You can use this mechanism to define a whitelist of services which should be controlled by invoke-rc.d (i.e., everything that you have already installed and configured) and deny all actions for other, unknown, services. This would ensure that unconfigured daemons are not started at installation time. I’m not aware of an existing implementation of this, but it should be easy to implement in a few lines of shell script. You can find the documentation for policy-rc.d in /usr/share/doc/sysv-rc/README.policy-rc.d.gz on any Debian system.
As far as I understand it policy-rc.d is not used by the init scripts, so the policy-rc.d result is not used during boot or shutdown. This makes it a bit cumbersome to use, but indeed this looks promising. The policyrcd-script-zg2 package is also useful to avoid writing configuration to /usr/bin.
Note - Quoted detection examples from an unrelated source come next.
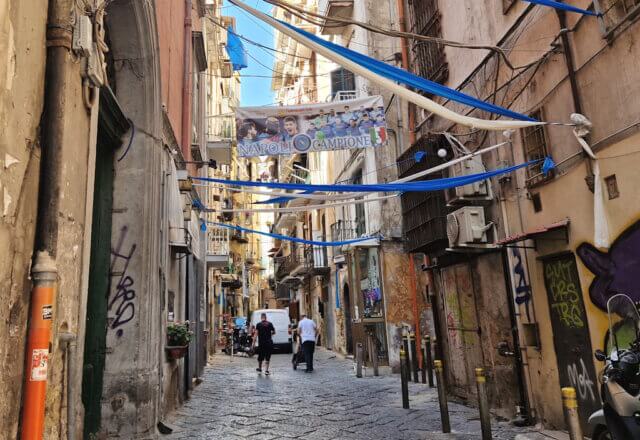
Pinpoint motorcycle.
[224,318,255,357]
[589,294,640,440]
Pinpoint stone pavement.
[162,350,540,440]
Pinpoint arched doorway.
[342,283,353,354]
[79,0,166,438]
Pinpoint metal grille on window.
[522,110,551,185]
[409,0,449,83]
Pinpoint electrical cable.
[264,0,540,70]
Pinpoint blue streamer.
[280,21,536,122]
[523,0,602,17]
[208,222,379,247]
[226,26,249,71]
[192,160,541,192]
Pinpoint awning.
[496,218,571,246]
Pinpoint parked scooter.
[589,294,640,440]
[224,318,255,357]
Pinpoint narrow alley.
[165,350,536,440]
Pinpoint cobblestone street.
[166,350,536,440]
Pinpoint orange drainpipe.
[20,252,58,440]
[409,254,422,369]
[396,0,416,145]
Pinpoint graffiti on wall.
[576,221,640,311]
[107,226,136,337]
[511,248,531,314]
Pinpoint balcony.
[207,114,236,164]
[207,228,229,268]
[305,246,331,275]
[397,136,449,255]
[318,0,354,35]
[276,245,310,283]
[331,220,365,241]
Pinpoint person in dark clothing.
[298,315,318,373]
[253,313,276,375]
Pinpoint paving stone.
[162,350,530,440]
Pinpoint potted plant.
[165,321,193,360]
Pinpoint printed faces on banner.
[236,96,387,157]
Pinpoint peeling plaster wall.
[0,1,93,438]
[380,242,426,371]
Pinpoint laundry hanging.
[522,0,602,16]
[208,222,380,247]
[229,0,548,131]
[192,160,541,192]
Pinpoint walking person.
[298,315,318,373]
[253,313,276,376]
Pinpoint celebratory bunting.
[236,96,387,157]
[281,22,535,121]
[229,0,544,131]
[192,160,540,192]
[523,0,601,16]
[209,222,380,247]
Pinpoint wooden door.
[543,252,601,432]
[440,263,484,397]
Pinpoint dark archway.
[342,283,353,354]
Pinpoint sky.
[222,0,274,107]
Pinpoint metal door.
[543,252,601,432]
[82,133,114,438]
[440,263,484,397]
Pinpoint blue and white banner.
[236,96,387,157]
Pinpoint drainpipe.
[396,0,416,145]
[180,0,192,161]
[60,332,76,440]
[20,1,72,440]
[408,253,422,369]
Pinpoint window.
[604,174,620,200]
[600,0,640,33]
[331,68,356,96]
[522,110,552,185]
[409,0,449,83]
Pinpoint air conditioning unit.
[447,206,493,248]
[447,156,493,205]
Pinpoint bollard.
[420,336,427,384]
[409,332,420,383]
[370,335,380,376]
[562,387,583,440]
[423,336,434,388]
[433,360,451,434]
[476,368,491,440]
[400,348,409,409]
[356,342,363,377]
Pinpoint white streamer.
[229,0,545,130]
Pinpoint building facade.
[0,0,225,438]
[398,0,640,427]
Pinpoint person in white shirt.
[298,315,318,373]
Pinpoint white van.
[251,309,293,353]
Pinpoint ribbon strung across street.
[207,222,380,247]
[523,0,602,16]
[281,21,535,122]
[229,0,548,131]
[192,160,541,192]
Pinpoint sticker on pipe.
[42,304,53,320]
[31,348,49,382]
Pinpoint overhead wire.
[264,0,530,70]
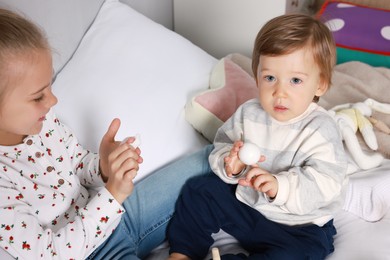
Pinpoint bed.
[0,0,390,260]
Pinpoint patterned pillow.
[319,0,390,67]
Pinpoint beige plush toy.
[330,99,390,170]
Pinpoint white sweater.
[209,99,348,226]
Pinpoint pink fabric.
[195,59,258,122]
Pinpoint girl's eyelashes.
[264,75,276,82]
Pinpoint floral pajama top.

I’ve put together a working version of a policy-rc.d script. It is all shell and fairly flexible:
That’s a very good question. I’ve been in the same situation lots of times, when installing or upgrading a package with a related daemon makes it to start (or restart) automatically. It really doesn’t seem like a good (or desired) behavior, so I’m interested in learning how to prevent daemons from starting/restarting automatically during install or updates.
Please stop spamming the answer section with comments repeating the question.